Но прежде скажем о нём как о человеке. Хомяков был замечательной личностью, производившей на всех сильное впечатление. Даже среди его идейных противников не было никого, кто не относился бы к нему с уважением. Сильная воля и постоянная самодисциплина были отличительными чертами его натуры, мало кто мог сравниться с ним по умению работать и учиться в любых условиях. Если сравнить его с литературными персонажами, он соединял в себе личности Андрея Болконского и Алексея Вронского. В Астраханском кирасирском полку, где он служил после сдачи в Московском университете экзамена на учёную степень кандидата математических наук, Хомяков получил такую характеристику от начальства: «сочетание поразительно превосходного образования со спартанскими качествами».

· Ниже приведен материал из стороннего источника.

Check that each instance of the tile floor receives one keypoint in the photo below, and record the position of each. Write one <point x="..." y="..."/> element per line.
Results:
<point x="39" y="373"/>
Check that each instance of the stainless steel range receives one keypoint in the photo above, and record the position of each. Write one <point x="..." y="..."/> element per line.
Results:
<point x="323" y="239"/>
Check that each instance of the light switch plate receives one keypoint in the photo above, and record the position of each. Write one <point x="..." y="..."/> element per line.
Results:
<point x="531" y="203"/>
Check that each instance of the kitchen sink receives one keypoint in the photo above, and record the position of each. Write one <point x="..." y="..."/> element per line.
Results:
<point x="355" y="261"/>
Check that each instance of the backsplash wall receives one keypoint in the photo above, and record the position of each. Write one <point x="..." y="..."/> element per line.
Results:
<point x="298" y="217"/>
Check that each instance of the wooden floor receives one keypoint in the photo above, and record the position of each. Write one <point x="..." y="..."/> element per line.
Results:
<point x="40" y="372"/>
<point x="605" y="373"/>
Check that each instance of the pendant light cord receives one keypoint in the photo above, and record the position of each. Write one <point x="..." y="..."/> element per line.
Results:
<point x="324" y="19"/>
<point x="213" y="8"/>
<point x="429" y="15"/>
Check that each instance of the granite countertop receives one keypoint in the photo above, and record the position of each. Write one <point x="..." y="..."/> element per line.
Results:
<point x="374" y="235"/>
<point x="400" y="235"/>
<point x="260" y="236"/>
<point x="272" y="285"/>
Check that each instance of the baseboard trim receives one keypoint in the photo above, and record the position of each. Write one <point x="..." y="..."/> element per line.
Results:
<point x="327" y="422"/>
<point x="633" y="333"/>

Получив отпуск, Хомяков на несколько лет уезжает в Европу, где внимательно знакомится с тамошней жизнью. Это была не развлекательная поездка, а продолжение учёбы. Возвратясь домой, он снова поступает в военную службу и участвует в боевых действиях против турок, проявив, по словам командира, «блестящую храбрость» и удостоившись награждения орденом. Чувство офицерской и сословной чести (Хомяков происходил из древнего дворянского рода) делало его абсолютно надёжным человеком, верным присяге, друзьям и семье. В отличие от Киреевского, воспитанного в атеистическом духе и пришедшего к вере уже в зрелом возрасте, Хомяков был православным с детства, храм и домашняя молитва были для него столь же естественны, как дыхание. Взгляды свои он высказывал прямо и открыто, был непревзойдённым полемистом и в полемике провёл большую часть своей общественной жизни. Несомненно, он принадлежал к тем немногим, которые являются украшением нации.

Какова же конкретно роль Хомякова в разработке историософии славянофилов? Во-первых, он был идейный вождь и систематизатор движения. С его волевой натурой, острым умом и бойцовским темпераментом Хомяков не мог им не стать. Кроме того, он, хотя и не намного, был годами старше остальных членов группы. Что же касается предметов, вызывавших его особый научный интерес, то их было два: Православие и Россия как факторы мiровой истории. В своей замечательной книге «Церковь одна» он проводит мысль о необходимости воцерковления в деле познания истины, не вмещающейся в ограниченное индивидуальное сознание и присутствующей только в соборном сознании Церкви. России же Хомяков отводил особую миссию: сохранить в своём жизненном укладе начало общинности, которое Запад теряет, погружаясь в индивидуализм.

В XIX веке много спорили о том, имеет ли Россия будущее. Но сам факт того, что она рождала таких людей, как Хомяков, говорил о том, что Россия не только не погибла тогда и ныне, но таит в себе огромный потенциал.